Some of the newer indexes are dividend based, for example, which hold up very well, he explained, when the market as a whole is not doing well – and can be seen as defensive elements to those structured products which don’t tend to sell well in market downturns.
The impact of volatile markets
Prestbo said the firm creates products that are aimed at bolstering investors when times are tough.
A new type of structure emerging, he said, are target volatility indexes, which target a specific level of volatility which the customer can tolerate, and within which mixtures of cash and equities are adjusted to achieve that volatility. This is a product which came out of the 2008 crisis, said Prestbo.
Misconceptions around using indexes
According to Prestbo, the main misconception that investors have around the use of indexes as underlyings for investment products is that all indexes are not alike, even if they purport to be measuring the same thing.
In the US, for example, the DJIA and the S&P 500 both take very different approaches to measuring “the market”, he said, explaining that although people understand that 30 stocks is fewer than 500, there are more differences than the obvious.
For instance, the DJIA is price-weighted whereas the S&P 500 is weighted by market capitalisation, said Prestbo.

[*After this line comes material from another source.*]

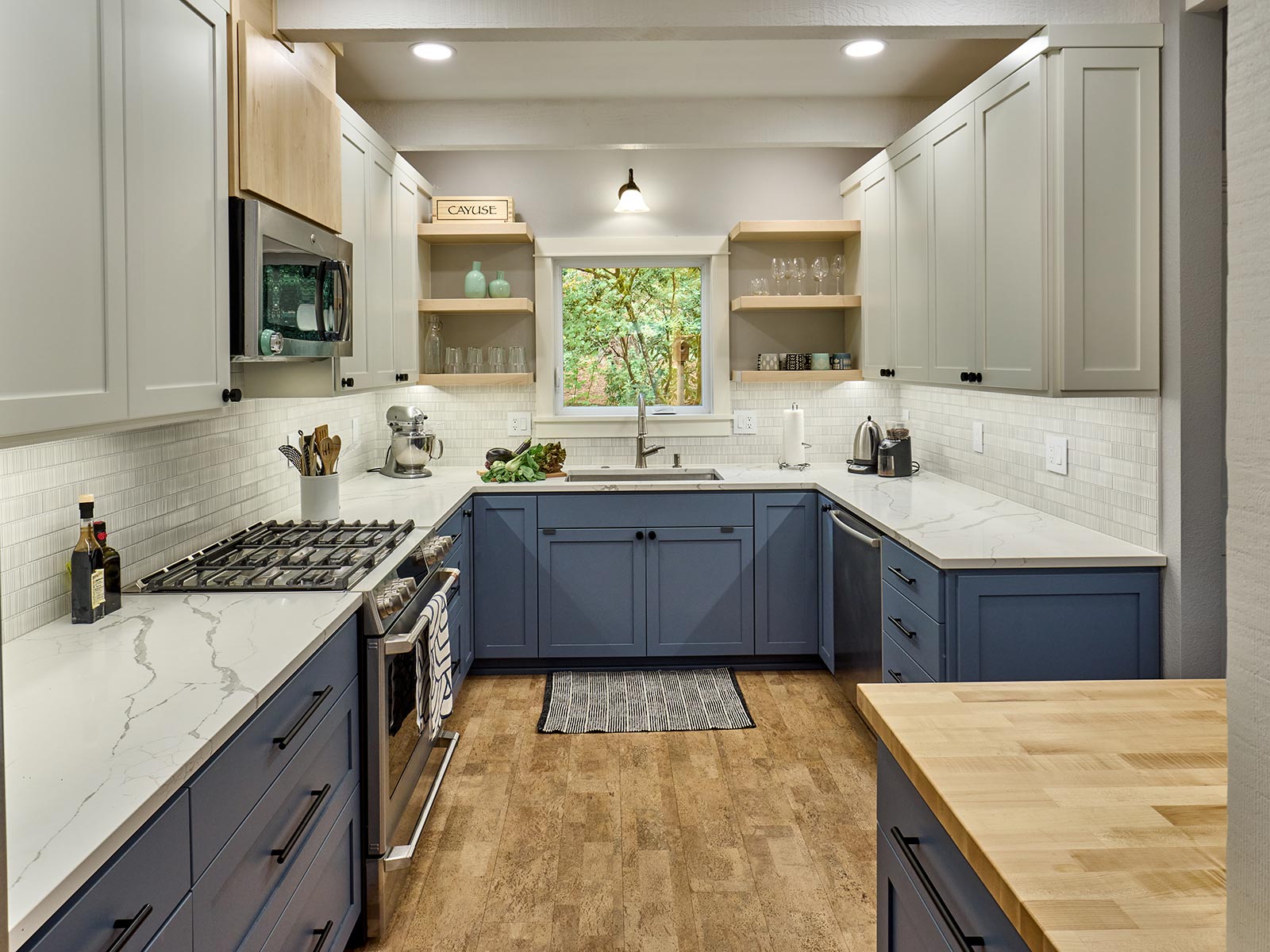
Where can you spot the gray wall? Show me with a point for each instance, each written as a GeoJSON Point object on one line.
{"type": "Point", "coordinates": [1249, 460]}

Plus, he added, while they both tell the same story about the stock market, they are not telling it in the same way.
For example, when the market hit a bottom in early 2009 and then started going up again, smaller stocks initially felt the biggest impact of the inflows of capital back into the market. Yet the DJIA doesn’t have any small stocks, while the S&P 500 does – so in 2009 and 2010, the S&P 500 beat the DJIA. In 2011, however, large stocks have come back into favour, which is better for the DJIA.

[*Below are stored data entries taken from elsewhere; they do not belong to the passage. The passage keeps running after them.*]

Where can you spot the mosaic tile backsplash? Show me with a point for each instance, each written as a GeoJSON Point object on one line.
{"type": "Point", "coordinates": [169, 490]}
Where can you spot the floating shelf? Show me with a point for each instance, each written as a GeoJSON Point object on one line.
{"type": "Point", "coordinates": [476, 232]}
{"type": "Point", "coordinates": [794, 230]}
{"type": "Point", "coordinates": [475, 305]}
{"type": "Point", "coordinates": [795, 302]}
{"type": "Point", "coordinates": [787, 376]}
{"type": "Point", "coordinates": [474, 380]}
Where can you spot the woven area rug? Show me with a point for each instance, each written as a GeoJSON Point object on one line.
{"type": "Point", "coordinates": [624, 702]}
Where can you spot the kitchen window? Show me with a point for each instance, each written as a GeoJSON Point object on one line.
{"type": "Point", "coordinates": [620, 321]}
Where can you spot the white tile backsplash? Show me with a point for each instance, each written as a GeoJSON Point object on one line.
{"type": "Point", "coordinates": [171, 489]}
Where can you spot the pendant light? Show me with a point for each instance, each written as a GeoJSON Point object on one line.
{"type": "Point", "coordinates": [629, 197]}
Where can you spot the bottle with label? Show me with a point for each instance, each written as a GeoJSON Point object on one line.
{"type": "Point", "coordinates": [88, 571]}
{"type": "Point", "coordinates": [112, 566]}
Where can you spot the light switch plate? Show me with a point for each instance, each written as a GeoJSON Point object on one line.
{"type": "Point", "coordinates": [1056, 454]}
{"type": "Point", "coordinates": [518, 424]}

Although these are subtle changes to some people who play the broad US market, they play strongly at different cycles of the market, said Prestbo.

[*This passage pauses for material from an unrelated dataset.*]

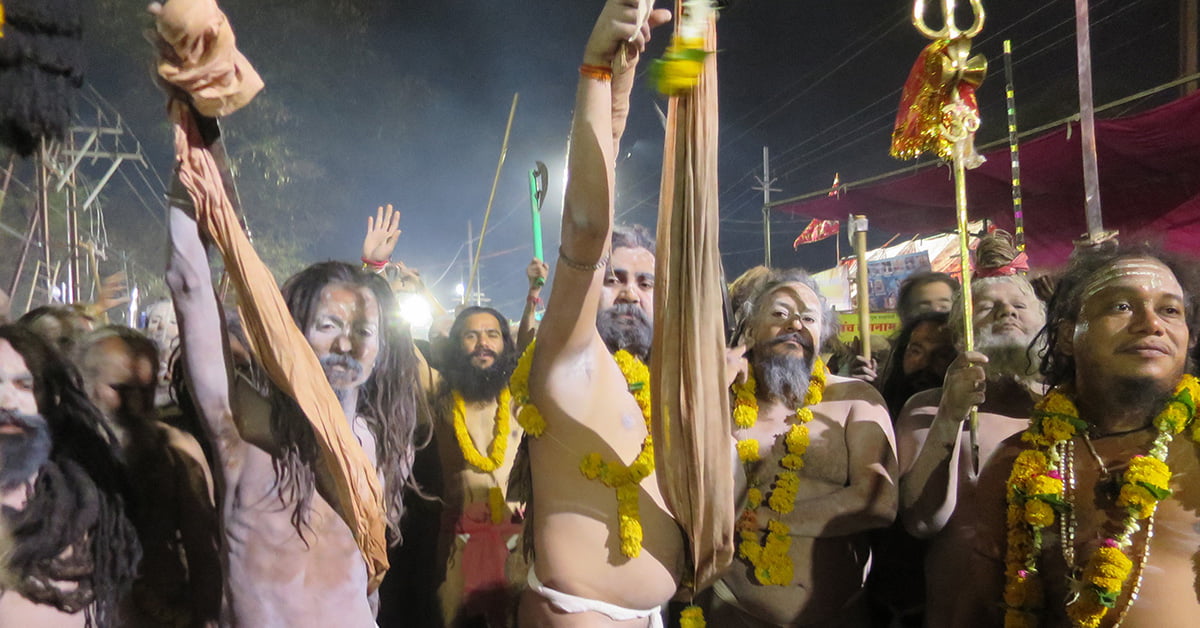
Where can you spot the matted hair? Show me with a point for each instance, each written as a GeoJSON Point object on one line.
{"type": "Point", "coordinates": [390, 401]}
{"type": "Point", "coordinates": [82, 484]}
{"type": "Point", "coordinates": [1065, 306]}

Issues to consider with indexes
Knowing the differences between the indexes that underly what are seemingly similar products is one thing, said Prestbo, but investors also have to understand the differences in the products which are based on those indexes.
In the US, for example, products can be registered on various acts of the securities regulatory regime, and behave differently under certain circumstances.
Yet governments have different rules and regulations about these kinds of products, so knowing this is particularly important to those investors which might go outside of their own market to put money into one of these vehicles.